Of course, the DPRK might use chemical or biological weapons in an attack against the United States or its allies. Instead of a nuclear response, however, the new policy declares that they would face a “devastating conventional military response,” including “holding accountable” their leaders and national military commanders including one assumes, war crimes trial. (There is one caveat in place, which is that if bio-weapons develop into new forms of mass destruction, the United States reserves the right to update the negative security assurance to reintroduce a nuclear response to such a threat—but that does not change the significance of the revisions for the DPRK).
In short, the Obama Administration has created path for the DPRK to denuclearize in exchange for legally-binding commitments from the United States, irrespective of the DPRK’s putative alliance with China. That is, the NPR offers the DPRK safe harbor in the event that Pyongyang’s leaders denuclearize—something that was not possible in previous negotiations.
Moreover, should the DPRK insist that the negative security assurance be legally binding, then an additional possibility arises. Although a negative security assurance is only politically, not legally binding, the Obama Administration has signaled its willingness to codify such assurances in with regard to nuclear weapon free zones. Secretary Clinton announced at the NPT Review Conference that the Obama Administration is submitting to the Senate for ratification the protocols to African and South Pacific Nuclear Weapons Free Zones, which legally bind the United States to provide such assurance to signatories. A Northeast Asian Nuclear Weapons Free Zone, therefore, would offer the DPRK the ultimate prospect of a legally-binding negative security assurance from the United States in the event that it denuclearized.
Ironically, the DPRK Ministry of Foreign Affairs issued an authoritative statement on April 26, 2010 that contains its own cheerful version of the Warsaw Pact exclusion.
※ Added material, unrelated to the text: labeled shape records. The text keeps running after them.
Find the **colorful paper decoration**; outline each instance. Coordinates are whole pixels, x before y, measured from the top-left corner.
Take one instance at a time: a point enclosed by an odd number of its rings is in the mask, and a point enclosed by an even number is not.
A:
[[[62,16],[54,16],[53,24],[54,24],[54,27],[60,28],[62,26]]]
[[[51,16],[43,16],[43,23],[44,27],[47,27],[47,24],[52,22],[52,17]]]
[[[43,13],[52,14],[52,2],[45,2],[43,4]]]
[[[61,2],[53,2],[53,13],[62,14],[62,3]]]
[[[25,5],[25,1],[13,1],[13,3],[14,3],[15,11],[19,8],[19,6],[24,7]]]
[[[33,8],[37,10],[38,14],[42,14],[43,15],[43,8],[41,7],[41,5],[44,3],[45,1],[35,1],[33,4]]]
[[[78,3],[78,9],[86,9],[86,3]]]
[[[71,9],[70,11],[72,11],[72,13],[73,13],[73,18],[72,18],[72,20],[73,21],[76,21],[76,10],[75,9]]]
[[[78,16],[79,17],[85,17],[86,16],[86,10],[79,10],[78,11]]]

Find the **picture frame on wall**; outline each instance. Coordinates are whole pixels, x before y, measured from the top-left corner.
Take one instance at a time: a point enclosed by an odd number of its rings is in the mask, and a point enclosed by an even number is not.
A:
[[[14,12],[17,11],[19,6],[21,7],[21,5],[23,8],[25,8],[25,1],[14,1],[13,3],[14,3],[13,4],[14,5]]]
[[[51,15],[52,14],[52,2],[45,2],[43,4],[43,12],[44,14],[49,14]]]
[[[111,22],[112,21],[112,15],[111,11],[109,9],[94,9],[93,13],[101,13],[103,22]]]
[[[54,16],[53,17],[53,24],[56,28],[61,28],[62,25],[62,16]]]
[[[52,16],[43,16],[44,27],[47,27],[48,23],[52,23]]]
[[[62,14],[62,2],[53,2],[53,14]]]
It stated: “The DPRK is invariably maintaining the policy not to use nuclear weapons against non-nuclear states or threaten them with nuclear weapons as long as they do not join the act of invading or attacking us in conspiracy with nuclear weapons states.” [2]
This statement apparently supersedes its earlier no-first use declaration made on October 17, 2006:
“It [the DPRK] conducted the nuclear test under the conditions where its security is fully guaranteed and clearly declared that the DPRK, a responsible nuclear weapons state, would never use nukes first and will not allow nuclear transfer.” [3]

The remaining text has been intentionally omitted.